For various (well-known) reasons, it's a bad idea to store data in array columns, but using an array aggregate to read from the widget_flags table would be a neat way to stuff many rows' worth of data into a single column. For example, one could do something like:
> select widget_id,array_agg(flag_colour) from widget_flags
> group by widget_id;
widget_id | array_agg
-----------+------------------
1 | {blue,red,green}
(1 row)
But that's just one column, and what I really wanted was an array of arrays representing the values in each row. Because of various quirks of PostgreSQL's array implementation, I haven't found a truly satisfactory solution, but the definition of array_accum in the documentation semeed a reasonable starting point:
CREATE AGGREGATE array_accum (anyelement)
(
sfunc = array_append,
stype = anyarray,
initcond = '{}'
);
To create an array of arrays, I changed anyelement argument to anyarray, and changed the sfunc from array_append to array_cat. The stype remained unaltered. Unfortunately, that wasn't quite enough. A query like "select aaa(array[a,b,c])" would return an array of values, not arrays.

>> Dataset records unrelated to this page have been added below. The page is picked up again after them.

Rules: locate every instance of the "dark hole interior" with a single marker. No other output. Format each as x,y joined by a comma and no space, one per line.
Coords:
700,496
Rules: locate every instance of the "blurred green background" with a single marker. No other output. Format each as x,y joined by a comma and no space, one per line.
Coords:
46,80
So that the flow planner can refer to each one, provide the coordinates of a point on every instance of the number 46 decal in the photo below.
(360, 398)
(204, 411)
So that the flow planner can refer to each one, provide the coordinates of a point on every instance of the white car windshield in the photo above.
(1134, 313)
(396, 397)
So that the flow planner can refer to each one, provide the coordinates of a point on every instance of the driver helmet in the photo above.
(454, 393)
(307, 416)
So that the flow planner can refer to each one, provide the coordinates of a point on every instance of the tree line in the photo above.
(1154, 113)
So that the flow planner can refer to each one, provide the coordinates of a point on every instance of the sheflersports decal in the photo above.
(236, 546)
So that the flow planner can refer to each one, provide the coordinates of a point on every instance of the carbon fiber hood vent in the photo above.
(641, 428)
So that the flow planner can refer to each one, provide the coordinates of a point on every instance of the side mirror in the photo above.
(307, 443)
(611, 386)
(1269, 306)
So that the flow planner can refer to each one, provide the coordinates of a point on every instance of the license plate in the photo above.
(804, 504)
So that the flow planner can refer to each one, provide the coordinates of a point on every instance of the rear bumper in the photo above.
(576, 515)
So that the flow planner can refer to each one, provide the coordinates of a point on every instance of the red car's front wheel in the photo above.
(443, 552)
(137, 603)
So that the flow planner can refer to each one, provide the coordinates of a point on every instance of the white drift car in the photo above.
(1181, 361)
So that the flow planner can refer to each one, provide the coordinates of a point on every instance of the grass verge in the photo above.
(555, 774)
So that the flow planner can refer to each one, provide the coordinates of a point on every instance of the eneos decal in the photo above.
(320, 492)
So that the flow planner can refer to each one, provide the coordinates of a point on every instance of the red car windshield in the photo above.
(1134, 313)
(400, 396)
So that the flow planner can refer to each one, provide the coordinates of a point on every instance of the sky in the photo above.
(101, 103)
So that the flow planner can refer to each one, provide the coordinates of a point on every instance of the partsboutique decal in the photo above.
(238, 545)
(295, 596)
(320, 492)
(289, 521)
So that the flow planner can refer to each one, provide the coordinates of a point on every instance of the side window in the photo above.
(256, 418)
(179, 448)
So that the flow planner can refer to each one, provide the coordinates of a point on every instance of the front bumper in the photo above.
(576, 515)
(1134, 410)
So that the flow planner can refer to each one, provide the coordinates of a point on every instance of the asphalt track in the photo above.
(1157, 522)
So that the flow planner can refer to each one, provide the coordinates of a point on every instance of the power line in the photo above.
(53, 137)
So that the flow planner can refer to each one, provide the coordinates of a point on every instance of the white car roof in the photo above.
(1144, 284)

The only way to fix that was to change the initcond to '{{0,0,0}}', which meant that the first dummy element had to be removed afterwards.
CREATE FUNCTION allbutdummy(anyarray) RETURNS anyarray
AS $$select $1[2:array_upper($1,1)]$$ LANGUAGE 'SQL';
CREATE AGGREGATE aaa (anyarray)
(
sfunc = array_cat,
stype = anyarray,
finalfunc = allbutdummy,
initcond = '{{0,0,0}}'
);
With these definitions, I can do something like this:
> select widget_id,widget_name,
> (select aa(array[flag_name,flag_colour,flag_value::text])
> from widget_flags where widget_id=w.widget_id) as flags
> from widgets w;
widget_id | widget_name | flags
-----------+-------------+------------------------------------
1 | foo | {{a,blue,3},{b,red,4},{c,green,5}}
(1 row)
Unfortunately, this method has two major limitations. First, arrays in Postgres must contain values of the same type, so one is forced to cast some values to maintain compatibility (flag_value has been cast to text in the example above). A more serious problem is that the three-element array specified in the initcond forces every accumulated array to have exactly three elements. I have found no better way to work around this than to create a family of aggregate functions: aaa4, aaa5, ….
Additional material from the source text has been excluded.